The Geely team innovatively improved model performance by introducing layered acoustic modeling. They solved the problem of inaccurate pronunciation and introduced latent space variable sequence predictors and text aligners to make the matching of text and sounds more accurate, making the synthesized speech more natural and smooth.
This breakthrough not only demonstrates Geely's R&D strength in intelligent technology, but also reflects its ambition in the field of AI. Geely's Xingrui AI large model system has been expanded to multiple directions such as multi-modal large models and language large models, laying the foundation for smart car technology. At the same time, Geely's total cloud computing power has also increased from 81 petaflops/second last year to 102 petaflops/second, demonstrating its continued investment in technology.

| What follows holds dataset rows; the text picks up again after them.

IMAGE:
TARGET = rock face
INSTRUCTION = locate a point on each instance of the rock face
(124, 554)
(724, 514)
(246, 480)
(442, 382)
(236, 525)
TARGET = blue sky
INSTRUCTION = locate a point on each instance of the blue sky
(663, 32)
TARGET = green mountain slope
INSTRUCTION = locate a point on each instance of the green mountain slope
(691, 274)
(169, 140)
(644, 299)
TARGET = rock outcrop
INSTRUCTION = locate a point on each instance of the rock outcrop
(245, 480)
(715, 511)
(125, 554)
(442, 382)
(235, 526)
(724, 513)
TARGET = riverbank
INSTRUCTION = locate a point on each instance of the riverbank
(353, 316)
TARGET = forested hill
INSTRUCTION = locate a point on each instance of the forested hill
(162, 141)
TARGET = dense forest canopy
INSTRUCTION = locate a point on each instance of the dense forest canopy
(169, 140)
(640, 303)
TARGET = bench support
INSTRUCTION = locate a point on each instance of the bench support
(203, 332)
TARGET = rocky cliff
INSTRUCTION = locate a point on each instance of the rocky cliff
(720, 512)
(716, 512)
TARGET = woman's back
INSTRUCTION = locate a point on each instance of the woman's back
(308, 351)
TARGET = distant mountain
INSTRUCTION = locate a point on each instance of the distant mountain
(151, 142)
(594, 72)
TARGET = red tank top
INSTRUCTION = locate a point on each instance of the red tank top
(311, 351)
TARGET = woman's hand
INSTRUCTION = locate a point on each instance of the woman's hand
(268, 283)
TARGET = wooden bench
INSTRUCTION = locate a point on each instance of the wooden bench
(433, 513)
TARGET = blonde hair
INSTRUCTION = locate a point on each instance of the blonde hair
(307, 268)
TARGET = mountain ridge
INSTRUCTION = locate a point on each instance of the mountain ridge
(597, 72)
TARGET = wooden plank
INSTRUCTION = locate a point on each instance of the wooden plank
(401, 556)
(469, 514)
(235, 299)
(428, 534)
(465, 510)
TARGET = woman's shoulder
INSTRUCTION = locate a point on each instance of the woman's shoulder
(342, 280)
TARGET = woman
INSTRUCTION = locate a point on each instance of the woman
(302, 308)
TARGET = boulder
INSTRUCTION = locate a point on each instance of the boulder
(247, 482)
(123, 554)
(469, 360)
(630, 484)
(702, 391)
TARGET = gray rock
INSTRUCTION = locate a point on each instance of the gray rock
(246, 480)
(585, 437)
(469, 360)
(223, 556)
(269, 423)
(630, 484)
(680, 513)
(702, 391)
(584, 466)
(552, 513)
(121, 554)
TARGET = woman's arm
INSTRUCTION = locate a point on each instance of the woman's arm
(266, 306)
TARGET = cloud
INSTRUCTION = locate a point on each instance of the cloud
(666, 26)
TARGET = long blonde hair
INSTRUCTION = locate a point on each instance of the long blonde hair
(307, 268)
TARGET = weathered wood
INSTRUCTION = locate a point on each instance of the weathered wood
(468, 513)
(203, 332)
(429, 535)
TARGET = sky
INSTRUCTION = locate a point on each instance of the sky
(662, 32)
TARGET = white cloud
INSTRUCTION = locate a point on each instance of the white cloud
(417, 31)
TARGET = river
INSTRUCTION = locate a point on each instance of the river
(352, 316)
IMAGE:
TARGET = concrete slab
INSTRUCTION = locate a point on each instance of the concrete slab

With the initial success of electrification, Geely's breakthrough in the field of intelligence has provided new ideas and possibilities for the future development of the automobile industry. This not only redefines our understanding of traditional automobile manufacturers, but also indicates that intelligence will become a key area of competition in the future automobile industry.
Paper address: https://arxiv.org/pdf/2403.05989
The success of Geely's "Xing Rui" marks the rise of China's automobile industry in the field of artificial intelligence, and its technological breakthroughs will profoundly affect the direction of intelligent development of future automobiles. We look forward to more innovations from Geely in the field of artificial intelligence!